The progressive wing of the Democratic Party has run into difficulties in marketing itself to minority voters, particularly Blacks and Latinos. Many members of these communities have shown reluctance to get on board with some of progressives’ boldest policy proposals – including those which are ostensibly meant to improve the lives of those same minority voters.
The dynamic was visible in the recent New York City mayoral election, in which centrist Democrat Eric Adams took a strong lead, beating out several more progressive Democrats. Adams, a former police officer who strongly rejected calls to “defund the police,” won large shares of the vote in Black and Latino communities.
Similar forces seem to have been at work in the 2020 presidential election, when Donald Trump made surprising gains with Black and Latino voters, and in the failure of progressive standard-bearer Bernie Sanders to gain large shares of the minority vote.
All of this is forcing progressive Democrats to confront the uncomfortable possibility that minority voters simply may not be enthusiastic about many of their proposals, particularly those related to crime and policing.

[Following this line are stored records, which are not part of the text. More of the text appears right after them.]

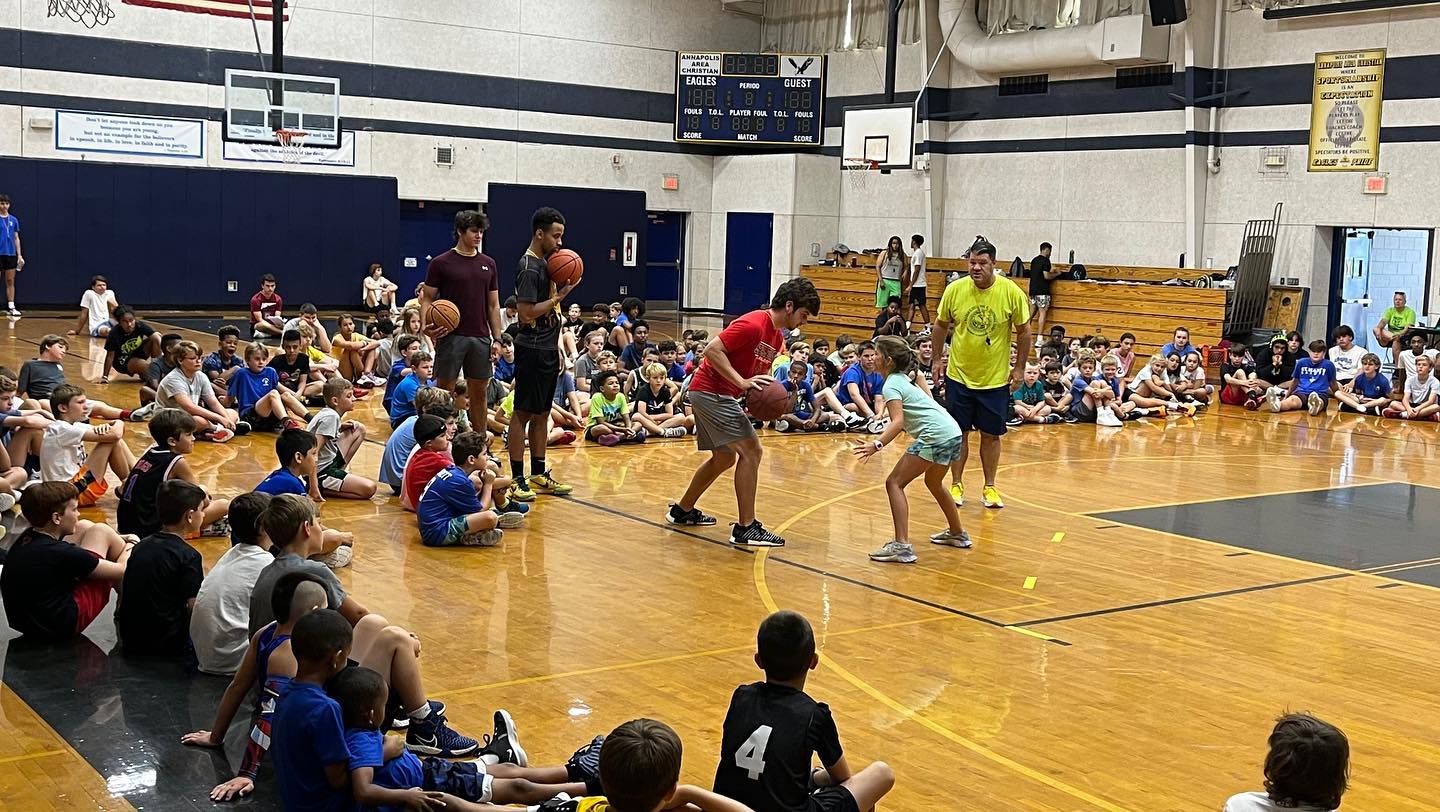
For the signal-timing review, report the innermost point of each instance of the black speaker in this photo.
(1167, 12)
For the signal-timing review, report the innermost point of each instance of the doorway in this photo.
(1370, 265)
(666, 259)
(748, 239)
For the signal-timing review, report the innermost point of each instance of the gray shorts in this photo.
(462, 353)
(719, 421)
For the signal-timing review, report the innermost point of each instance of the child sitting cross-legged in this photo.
(1306, 768)
(385, 773)
(609, 413)
(62, 447)
(297, 451)
(1368, 392)
(257, 393)
(339, 442)
(221, 618)
(163, 576)
(1422, 396)
(1027, 403)
(173, 432)
(52, 588)
(1311, 385)
(450, 511)
(776, 717)
(654, 405)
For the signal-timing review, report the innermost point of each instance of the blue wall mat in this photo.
(596, 222)
(172, 236)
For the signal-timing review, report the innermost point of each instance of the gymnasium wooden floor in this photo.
(1069, 661)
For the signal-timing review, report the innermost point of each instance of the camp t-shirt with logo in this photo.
(982, 323)
(752, 344)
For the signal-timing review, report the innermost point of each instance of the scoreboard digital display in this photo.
(750, 98)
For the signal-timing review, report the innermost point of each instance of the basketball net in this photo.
(291, 144)
(90, 13)
(860, 172)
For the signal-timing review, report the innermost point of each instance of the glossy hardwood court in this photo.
(1076, 658)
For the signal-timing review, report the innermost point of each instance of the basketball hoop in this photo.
(860, 172)
(90, 13)
(291, 144)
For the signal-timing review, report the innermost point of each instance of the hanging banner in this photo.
(82, 131)
(1345, 110)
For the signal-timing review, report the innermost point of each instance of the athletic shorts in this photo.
(462, 779)
(938, 452)
(831, 799)
(259, 422)
(331, 478)
(91, 598)
(720, 421)
(468, 354)
(536, 372)
(984, 409)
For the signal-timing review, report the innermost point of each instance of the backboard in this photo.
(258, 102)
(883, 134)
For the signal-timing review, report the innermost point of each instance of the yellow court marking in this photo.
(29, 756)
(674, 658)
(929, 723)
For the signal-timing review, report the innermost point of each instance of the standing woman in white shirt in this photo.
(919, 307)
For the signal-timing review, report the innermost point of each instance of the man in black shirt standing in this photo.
(1040, 278)
(537, 357)
(774, 729)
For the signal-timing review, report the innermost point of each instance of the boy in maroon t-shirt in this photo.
(735, 362)
(265, 310)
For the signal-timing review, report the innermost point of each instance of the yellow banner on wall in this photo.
(1345, 110)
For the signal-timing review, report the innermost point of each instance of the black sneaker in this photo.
(689, 517)
(585, 766)
(755, 536)
(504, 746)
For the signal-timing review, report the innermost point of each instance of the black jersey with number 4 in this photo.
(771, 734)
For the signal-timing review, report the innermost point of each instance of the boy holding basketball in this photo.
(736, 362)
(537, 357)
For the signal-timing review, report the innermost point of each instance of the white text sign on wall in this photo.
(128, 134)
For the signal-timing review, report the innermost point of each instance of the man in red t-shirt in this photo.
(265, 310)
(468, 278)
(736, 362)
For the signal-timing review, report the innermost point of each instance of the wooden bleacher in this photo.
(1096, 305)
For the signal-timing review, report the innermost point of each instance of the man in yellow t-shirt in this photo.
(984, 310)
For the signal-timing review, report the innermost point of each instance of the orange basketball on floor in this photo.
(768, 403)
(445, 314)
(566, 267)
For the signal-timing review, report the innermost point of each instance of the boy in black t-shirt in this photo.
(163, 576)
(54, 589)
(774, 727)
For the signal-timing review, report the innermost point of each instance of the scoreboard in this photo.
(750, 98)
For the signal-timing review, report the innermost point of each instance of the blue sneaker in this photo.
(432, 736)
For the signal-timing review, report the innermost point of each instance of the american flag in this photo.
(222, 7)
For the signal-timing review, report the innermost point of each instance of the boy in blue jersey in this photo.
(450, 513)
(386, 776)
(401, 367)
(1311, 385)
(298, 457)
(402, 402)
(1368, 392)
(308, 739)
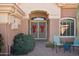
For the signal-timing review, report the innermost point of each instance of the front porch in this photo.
(41, 50)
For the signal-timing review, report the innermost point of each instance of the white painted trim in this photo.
(74, 26)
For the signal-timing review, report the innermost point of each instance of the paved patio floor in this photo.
(41, 50)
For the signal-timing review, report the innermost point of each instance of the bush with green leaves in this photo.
(1, 42)
(22, 44)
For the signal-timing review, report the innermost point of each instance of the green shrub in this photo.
(50, 45)
(1, 42)
(22, 44)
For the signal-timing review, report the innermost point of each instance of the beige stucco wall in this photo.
(5, 25)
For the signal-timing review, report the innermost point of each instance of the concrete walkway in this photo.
(41, 50)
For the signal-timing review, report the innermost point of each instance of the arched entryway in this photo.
(39, 24)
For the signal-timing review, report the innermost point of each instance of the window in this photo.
(38, 18)
(67, 27)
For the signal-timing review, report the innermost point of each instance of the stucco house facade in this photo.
(42, 20)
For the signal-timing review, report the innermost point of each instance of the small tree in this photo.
(22, 44)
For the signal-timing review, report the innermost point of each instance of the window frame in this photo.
(74, 27)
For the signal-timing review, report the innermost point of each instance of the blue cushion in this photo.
(66, 46)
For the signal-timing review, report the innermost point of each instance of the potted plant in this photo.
(1, 42)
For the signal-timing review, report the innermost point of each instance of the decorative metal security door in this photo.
(38, 29)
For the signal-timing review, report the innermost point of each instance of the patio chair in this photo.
(75, 44)
(67, 47)
(57, 42)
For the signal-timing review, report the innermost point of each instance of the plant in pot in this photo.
(1, 42)
(22, 44)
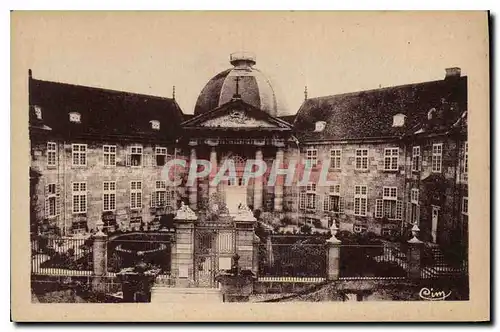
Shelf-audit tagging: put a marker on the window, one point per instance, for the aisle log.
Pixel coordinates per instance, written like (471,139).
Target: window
(51,153)
(360,200)
(136,195)
(79,197)
(335,157)
(161,156)
(413,207)
(75,117)
(302,200)
(155,124)
(52,200)
(465,162)
(362,159)
(359,228)
(160,194)
(437,157)
(311,196)
(389,206)
(79,153)
(398,120)
(109,196)
(312,157)
(333,202)
(415,159)
(109,155)
(38,112)
(134,157)
(319,126)
(465,206)
(391,156)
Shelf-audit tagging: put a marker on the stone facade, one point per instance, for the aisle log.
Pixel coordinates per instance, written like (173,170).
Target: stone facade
(372,175)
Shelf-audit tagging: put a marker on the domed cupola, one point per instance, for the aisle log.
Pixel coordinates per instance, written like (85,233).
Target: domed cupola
(242,81)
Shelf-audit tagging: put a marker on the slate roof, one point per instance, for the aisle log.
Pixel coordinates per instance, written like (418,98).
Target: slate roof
(369,114)
(103,112)
(288,118)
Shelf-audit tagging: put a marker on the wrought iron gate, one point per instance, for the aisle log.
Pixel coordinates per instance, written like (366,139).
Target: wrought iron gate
(214,246)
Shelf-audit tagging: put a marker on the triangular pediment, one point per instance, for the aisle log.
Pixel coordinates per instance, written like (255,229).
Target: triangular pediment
(236,115)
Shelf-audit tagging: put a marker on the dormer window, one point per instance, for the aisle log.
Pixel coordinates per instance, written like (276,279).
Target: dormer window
(431,114)
(320,126)
(155,124)
(74,117)
(398,120)
(38,112)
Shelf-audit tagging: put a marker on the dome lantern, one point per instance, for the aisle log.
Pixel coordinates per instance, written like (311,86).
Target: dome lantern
(243,81)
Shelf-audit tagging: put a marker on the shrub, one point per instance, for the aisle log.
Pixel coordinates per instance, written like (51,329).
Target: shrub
(286,220)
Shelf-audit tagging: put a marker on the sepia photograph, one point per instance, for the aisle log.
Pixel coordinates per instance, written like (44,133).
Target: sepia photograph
(210,158)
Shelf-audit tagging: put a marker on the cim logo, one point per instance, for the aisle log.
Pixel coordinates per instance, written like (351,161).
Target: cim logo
(432,295)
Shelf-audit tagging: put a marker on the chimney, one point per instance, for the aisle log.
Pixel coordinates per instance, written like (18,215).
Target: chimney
(452,72)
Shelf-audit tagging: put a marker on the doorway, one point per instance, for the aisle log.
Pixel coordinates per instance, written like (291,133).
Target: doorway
(236,194)
(435,220)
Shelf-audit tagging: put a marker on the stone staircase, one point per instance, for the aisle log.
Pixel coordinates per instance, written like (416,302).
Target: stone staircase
(440,268)
(162,294)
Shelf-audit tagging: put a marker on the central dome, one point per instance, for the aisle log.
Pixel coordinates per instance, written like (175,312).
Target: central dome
(242,81)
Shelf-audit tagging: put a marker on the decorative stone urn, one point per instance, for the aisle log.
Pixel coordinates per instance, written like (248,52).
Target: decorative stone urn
(236,284)
(137,281)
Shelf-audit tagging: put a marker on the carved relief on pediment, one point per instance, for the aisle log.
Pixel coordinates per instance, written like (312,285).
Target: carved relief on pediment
(236,118)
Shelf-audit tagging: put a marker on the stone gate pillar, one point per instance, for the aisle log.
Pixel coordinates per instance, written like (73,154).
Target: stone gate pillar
(100,259)
(183,247)
(333,254)
(414,254)
(245,222)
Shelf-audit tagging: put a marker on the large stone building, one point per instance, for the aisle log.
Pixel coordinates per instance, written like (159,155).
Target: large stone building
(396,155)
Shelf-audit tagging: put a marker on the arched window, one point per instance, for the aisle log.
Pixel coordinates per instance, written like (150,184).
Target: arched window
(75,117)
(398,120)
(155,124)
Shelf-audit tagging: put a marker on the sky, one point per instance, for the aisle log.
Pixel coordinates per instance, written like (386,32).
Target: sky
(329,52)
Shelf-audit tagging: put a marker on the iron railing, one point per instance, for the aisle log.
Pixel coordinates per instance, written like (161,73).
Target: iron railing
(61,256)
(292,260)
(372,261)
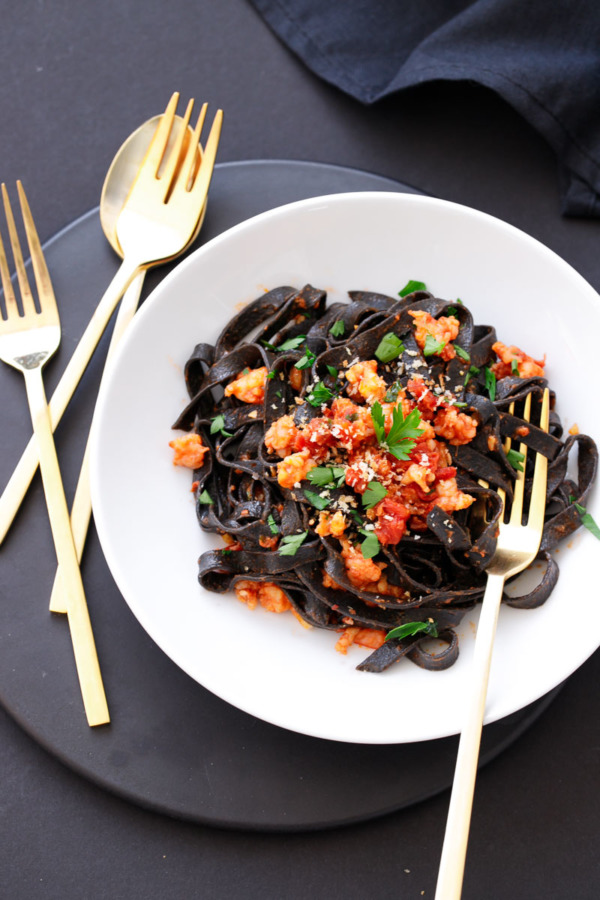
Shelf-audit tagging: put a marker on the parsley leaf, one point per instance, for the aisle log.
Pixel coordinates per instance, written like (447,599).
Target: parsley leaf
(516,459)
(400,438)
(292,343)
(472,371)
(586,518)
(317,501)
(291,542)
(370,546)
(389,348)
(374,493)
(432,347)
(306,361)
(412,286)
(490,383)
(320,394)
(410,628)
(218,425)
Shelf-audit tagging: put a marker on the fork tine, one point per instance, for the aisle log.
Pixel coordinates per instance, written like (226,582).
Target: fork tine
(26,295)
(537,502)
(42,276)
(516,510)
(158,144)
(202,182)
(10,301)
(190,157)
(173,160)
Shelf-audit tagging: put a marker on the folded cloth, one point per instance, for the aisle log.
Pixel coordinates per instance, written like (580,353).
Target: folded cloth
(541,56)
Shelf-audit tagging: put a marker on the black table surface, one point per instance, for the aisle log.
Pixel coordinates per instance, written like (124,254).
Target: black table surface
(76,79)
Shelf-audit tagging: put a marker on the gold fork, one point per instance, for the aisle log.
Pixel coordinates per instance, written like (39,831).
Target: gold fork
(517,547)
(156,223)
(29,338)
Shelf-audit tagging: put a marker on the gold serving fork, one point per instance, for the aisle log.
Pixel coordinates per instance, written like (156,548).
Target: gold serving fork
(28,338)
(517,547)
(156,223)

As The New York Times recently reported, there is polling evidence to suggest that Blacks and Latinos are a more politically diverse group than progressive rhetoric may suggest. In the words of analyst Hakeem Jefferson, Black people “talk about politics in more practical and everyday terms,” and the median Black voter “is actually closer to Eric Adams” than to progressives.
In particular, many voters who live in areas with high crime rates tend to support increasing the numbers of police officers in their neighborhoods.
These trends throw into question the notion, frequently promoted by Democrats in recent years, that the increasing ethnic diversity of the United States will help to bring about a permanent Democratic hold on political power. On the contrary, they suggest that Democrats will have to work a lot harder in order to win Black and Latino votes.